Spacerkiem po górach
Zaczynam od trybu w pełni automatycznego. Warunki idealne. Piękna pogoda, słońce, dużo światła. Zdjęcia wychodzą moim zdaniem bardzo ładnie. Kolory żywe i naturalne.
W dobrych warunkach tym aparatem niezłe technicznie zdjęcia może zrobić każdy. Kolejne zdjęcia utwierdzają mnie w tym przekonaniu. Czas sprawdzić możliwości obiektywu o tak imponującym powiększeniu.
Następny eksperyment. Druga próba. Trzecia próba. Jest. Udało mi się zrobić panoramę. To naprawdę jest proste tym aparatem.
Dalsza wędrówka po górach, różne ustawienia aparatu, różne tryby, filtry i dalsze (mniej lub bardziej) udane ujęcia. Przyszła wreszcie pora na ciężką próbę dla aparatu. Zejście do jaskini. Ciemno, chłodno i wilgotno. Nic nie widać. Ściany błyszczą od mokrych polew kalcytowych, woda w podziemnym jeziorku. Duże wyzwanie dla autofocusa.
I cóż. Jak zwykle szybko i pewnie. Wielkie uznanie. Szkoda tylko, że weekend się już skończył. Następna sesja dopiero za tydzień.
Spacerkiem po mieście
Następny weekend, następny wyjazd. Tym razem Wrocław, jego wyspy, kościoły, rynek i przepiękny ogród botaniczny. I jeszcze jeden przykład potężnych możliwości obiektywu o 20-krotnym powiększeniu.
Następne wprawki w ogrodzie botanicznym.
I miłe zaskoczenie. W aparacie typu superzoom możliwa okazała się do uzyskania mała głębia ostrości. Rozmycie tła jest dla mnie satysfakcjonujące. Ten obiektyw naprawdę jest dobry. Nawet kaczuszka bije mu brawo (a to dzięki wielkiej szybkostrzelności aparatu).
Podsumowanie
Jestem bardzo zadowolony, że mogłem, sprawdzić możliwości tego aparatu. Uważam go za bardzo udaną konstrukcję, godną polecenia szczególnie wszystkim zaczynającym swoją przygodę z fotografią. Swoją przyjaznością i jakością zdjęć będzie zachęcał do fotografowania, a jego możliwości pozwolą każdemu na pogłębianie swoich umiejętności i wiedzy. Bardzo dobrze sprawdzi się również jako poręczny aparat w podróży. Lekki, solidny, o świetnym obiektywie i bezkonkurencyjnej szybkości. Lustrzanki nie zastąpi, ale nie takie jest jego zadanie. Jedno, czego oczekiwałbym od producenta, to wprowadzenie wraz z nowym firmwarem możliwości zapisu zdjęć w formacie RAW + JPEG tak jak zrobił to Canon w swoim SX1.

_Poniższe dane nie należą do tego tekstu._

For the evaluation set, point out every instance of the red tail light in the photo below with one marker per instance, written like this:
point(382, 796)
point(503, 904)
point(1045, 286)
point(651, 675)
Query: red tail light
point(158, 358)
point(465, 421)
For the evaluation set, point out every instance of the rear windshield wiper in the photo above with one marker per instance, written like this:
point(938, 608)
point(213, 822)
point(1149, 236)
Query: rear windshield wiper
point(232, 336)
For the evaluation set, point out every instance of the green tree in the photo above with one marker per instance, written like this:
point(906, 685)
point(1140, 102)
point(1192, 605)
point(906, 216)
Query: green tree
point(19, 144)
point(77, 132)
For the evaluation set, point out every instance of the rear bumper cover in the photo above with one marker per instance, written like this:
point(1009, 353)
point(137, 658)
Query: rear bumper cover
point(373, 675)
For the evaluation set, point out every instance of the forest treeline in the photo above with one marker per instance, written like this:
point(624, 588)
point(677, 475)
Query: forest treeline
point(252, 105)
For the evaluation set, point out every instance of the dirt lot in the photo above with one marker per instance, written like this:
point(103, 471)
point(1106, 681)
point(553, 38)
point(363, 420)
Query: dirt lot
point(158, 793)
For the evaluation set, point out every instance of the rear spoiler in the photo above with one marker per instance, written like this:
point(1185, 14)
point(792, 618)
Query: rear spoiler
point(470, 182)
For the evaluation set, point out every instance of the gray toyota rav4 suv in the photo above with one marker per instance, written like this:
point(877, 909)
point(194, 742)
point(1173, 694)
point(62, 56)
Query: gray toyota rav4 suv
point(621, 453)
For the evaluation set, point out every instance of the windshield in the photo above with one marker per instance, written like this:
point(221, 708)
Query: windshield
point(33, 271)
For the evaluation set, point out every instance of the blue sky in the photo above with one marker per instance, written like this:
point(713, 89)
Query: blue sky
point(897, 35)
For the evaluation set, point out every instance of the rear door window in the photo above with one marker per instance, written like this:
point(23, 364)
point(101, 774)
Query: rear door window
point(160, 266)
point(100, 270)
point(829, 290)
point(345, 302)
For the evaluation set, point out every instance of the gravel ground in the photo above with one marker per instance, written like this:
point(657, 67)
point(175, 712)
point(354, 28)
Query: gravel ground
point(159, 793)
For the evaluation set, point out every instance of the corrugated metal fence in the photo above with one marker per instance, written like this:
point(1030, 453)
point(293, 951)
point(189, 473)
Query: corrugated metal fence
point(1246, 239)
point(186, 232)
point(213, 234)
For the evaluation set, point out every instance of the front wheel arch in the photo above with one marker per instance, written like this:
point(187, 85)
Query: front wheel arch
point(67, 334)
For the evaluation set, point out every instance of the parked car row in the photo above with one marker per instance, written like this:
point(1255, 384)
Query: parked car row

Tekst i zdjęcia: Marek Juszczak
Od redakcji: to już ostatnia opinia z cyklu "czytelnicy fotopolis.pl o HX1". Mamy nadzieję, że opinie były ciekawym uzupełnieniem naszego redakcyjnego testu i pomogły Wam podjąć decyzję czy warto kupić HX1. Cieszymy się, że nasi czytelnicy mają unikalną możliwość testowania nowości sprzętowych i będziemy się starali przeprowadzać jak najwięcej takich akcji w przyszłości.